Analyst Proposes New Way To Do Microsoft/Yahoo Merger
This story was written by Rory Maher.
Just when all the chatter about a possible Microsoft/Yahoo (NSDQ: YHOO) deal seemed to have finally died down, Bank of America/Merrill Lynch analyst Justin Post suggests a new way to structure the partnership: merge the two companies' online operations, but let Yahoo not Microsoft (NSDQ: MSFT) maintain the controlling stake. Here is more what he says in the report, published this morning:
Microsoft provides online operations and cash to the combined entity for a 49% stake. Consider giving Microsoft an option to buy additional shares in several years to acquire control.
Value the combined entity at $26 billion to $46 billion, which assumes a $14 to $23 per-share valuation for Yahoo and an immediate $5 to $8 cash dividend to its shareholders.
To make the deal to work, both companies need to come to the table acknowledging they need scale to compete in search and the only way to get there is to give up some control.

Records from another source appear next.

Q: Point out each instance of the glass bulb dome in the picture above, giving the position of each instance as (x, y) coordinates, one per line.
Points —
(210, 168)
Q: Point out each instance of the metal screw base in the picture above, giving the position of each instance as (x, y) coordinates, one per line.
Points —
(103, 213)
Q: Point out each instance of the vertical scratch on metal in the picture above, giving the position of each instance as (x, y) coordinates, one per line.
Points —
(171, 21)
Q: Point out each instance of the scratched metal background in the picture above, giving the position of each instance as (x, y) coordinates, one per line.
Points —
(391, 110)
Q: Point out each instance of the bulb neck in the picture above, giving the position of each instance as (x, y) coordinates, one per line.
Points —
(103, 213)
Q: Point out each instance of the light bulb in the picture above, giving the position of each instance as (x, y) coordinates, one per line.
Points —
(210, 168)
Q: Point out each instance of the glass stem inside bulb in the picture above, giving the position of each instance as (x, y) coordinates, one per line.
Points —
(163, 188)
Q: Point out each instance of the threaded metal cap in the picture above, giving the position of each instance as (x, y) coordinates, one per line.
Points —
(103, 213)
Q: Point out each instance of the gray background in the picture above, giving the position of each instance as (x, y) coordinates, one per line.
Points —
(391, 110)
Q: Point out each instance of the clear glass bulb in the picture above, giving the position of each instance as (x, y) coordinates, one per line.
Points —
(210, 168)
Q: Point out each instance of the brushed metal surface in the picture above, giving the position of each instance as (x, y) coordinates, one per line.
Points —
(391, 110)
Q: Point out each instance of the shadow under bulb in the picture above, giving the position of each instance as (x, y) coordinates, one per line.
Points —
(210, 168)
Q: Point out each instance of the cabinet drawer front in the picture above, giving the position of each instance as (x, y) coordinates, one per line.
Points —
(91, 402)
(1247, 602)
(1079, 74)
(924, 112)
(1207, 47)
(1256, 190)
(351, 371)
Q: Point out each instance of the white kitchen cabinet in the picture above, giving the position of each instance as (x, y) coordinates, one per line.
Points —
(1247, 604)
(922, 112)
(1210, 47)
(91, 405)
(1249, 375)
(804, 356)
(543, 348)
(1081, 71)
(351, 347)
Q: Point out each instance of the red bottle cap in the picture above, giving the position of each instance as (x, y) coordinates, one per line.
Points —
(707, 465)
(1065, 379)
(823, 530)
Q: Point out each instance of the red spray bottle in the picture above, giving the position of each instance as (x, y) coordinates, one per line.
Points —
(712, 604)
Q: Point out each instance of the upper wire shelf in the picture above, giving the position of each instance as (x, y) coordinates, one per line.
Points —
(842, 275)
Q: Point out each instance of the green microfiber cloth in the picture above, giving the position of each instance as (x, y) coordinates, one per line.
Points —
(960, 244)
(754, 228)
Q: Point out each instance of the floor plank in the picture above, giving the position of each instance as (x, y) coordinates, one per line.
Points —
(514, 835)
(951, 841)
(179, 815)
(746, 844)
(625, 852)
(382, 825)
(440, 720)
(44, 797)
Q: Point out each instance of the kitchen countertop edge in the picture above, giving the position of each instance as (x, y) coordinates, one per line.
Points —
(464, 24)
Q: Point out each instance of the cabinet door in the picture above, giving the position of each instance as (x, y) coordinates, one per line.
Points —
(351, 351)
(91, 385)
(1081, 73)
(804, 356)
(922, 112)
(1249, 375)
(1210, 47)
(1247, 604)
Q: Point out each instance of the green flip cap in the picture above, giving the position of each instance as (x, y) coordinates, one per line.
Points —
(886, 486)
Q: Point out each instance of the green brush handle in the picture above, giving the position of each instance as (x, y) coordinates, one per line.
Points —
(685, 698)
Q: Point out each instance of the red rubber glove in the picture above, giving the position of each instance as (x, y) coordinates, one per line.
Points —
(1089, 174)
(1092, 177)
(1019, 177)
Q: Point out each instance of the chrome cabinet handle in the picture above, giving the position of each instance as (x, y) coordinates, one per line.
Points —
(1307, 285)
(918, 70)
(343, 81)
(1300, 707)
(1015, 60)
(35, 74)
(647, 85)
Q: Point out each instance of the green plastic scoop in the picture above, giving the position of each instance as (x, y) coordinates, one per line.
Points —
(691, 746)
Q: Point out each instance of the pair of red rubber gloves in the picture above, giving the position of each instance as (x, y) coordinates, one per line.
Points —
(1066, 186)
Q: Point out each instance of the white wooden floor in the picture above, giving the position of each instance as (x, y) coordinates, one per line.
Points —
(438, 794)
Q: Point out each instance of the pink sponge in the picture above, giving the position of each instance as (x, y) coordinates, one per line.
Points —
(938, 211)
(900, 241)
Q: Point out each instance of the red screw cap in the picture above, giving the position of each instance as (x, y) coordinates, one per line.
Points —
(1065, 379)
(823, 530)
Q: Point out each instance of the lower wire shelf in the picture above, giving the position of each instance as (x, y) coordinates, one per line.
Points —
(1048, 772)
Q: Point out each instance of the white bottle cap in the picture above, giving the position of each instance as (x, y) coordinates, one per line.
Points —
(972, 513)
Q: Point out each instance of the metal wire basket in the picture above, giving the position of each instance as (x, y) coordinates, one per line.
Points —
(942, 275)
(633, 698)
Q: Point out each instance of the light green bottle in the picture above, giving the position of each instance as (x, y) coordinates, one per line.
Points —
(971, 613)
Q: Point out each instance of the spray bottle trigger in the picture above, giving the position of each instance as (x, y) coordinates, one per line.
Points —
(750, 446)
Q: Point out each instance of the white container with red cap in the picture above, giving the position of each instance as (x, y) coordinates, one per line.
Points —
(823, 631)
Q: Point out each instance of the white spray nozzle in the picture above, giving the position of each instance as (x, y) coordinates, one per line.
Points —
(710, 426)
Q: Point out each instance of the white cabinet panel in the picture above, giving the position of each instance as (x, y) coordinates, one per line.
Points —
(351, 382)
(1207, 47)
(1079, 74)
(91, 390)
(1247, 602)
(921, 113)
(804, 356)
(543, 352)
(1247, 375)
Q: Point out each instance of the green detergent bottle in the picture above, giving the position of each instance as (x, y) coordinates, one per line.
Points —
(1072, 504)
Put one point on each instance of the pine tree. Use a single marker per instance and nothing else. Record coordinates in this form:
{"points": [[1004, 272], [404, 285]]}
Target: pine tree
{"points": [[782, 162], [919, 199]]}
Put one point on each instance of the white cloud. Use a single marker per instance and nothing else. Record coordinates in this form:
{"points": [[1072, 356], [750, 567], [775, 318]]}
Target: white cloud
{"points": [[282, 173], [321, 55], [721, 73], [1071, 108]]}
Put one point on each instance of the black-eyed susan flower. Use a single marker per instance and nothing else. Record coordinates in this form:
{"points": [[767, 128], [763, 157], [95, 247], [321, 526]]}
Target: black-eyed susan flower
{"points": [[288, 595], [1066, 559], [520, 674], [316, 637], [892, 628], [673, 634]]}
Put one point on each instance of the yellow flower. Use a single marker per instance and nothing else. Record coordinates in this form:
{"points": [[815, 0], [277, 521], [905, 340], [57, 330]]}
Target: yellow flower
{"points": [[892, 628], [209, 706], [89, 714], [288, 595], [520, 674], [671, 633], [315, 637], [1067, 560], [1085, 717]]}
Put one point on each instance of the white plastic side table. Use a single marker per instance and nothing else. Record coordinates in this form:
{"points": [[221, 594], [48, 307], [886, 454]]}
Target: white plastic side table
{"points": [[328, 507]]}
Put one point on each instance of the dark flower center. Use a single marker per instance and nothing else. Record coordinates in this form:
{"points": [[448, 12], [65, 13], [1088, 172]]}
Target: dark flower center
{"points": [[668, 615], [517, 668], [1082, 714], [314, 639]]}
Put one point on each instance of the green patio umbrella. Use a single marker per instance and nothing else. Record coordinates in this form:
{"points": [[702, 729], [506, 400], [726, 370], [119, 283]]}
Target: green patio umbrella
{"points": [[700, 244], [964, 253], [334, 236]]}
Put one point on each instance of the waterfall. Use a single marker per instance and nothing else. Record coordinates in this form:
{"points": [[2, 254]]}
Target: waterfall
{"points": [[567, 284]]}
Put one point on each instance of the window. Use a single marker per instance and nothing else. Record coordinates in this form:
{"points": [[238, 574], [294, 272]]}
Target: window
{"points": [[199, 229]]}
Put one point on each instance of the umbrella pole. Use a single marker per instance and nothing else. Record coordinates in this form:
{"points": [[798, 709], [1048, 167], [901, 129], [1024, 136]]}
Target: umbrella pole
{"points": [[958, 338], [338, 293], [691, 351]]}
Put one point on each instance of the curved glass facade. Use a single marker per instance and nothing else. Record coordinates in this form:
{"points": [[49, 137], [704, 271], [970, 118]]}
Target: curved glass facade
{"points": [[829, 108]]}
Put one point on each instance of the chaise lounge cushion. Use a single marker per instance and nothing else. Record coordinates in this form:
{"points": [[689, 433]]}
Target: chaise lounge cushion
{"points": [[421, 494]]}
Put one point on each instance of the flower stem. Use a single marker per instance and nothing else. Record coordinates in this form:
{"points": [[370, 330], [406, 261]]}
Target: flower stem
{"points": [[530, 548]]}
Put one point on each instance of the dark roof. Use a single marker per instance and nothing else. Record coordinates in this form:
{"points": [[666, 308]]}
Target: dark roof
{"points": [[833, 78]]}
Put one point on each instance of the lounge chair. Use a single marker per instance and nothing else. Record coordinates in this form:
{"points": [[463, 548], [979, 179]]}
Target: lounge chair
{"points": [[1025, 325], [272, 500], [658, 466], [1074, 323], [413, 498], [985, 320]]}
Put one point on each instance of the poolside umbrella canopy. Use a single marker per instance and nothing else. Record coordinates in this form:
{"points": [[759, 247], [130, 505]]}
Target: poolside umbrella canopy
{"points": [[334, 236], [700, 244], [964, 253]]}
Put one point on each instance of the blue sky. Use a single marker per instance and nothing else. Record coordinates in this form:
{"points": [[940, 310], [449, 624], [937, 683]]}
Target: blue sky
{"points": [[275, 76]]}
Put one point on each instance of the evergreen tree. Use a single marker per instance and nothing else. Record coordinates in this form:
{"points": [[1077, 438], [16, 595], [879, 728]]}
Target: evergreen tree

Mr. Post makes a strong argument for the operational benefits of a combined entity. Specifically the new company could:
Control 30% of the U.S. search market and the largest display-ad platform.
Generate about $9 billion in 2010 revenue (versus Google's $16 billion).
Achieve expense reductions of $1.4 billion (half of Microsoft's search related expenses could be eliminated).
Generate operating margins of about 20%.
The report does make some fairly aggressive assumptions on the deal and the resulting company. For example, trimming half of Microsoft's search expenses from the combined entity could inadvertently cut into some of the company's muscle. In addition, when valuing the respective companies' stakes in the new entity, different multiples of revenue are used for Yahoo and Microsoft (according to the returns generated from different revenue streams). Perhaps the largest hurdle to getting the proposed deal done is getting the two companies to agree on their respective valuations.
Still, the report does a good job of explaining why each company should do a deal under the proposed structure, or one similar to it. Post says "Microsoft has spent close to eight years nurturing OSB (the online services business) and has not reached critical masswe believe OSB could be better off incubating within an entity like Yahoo instead of within a software business."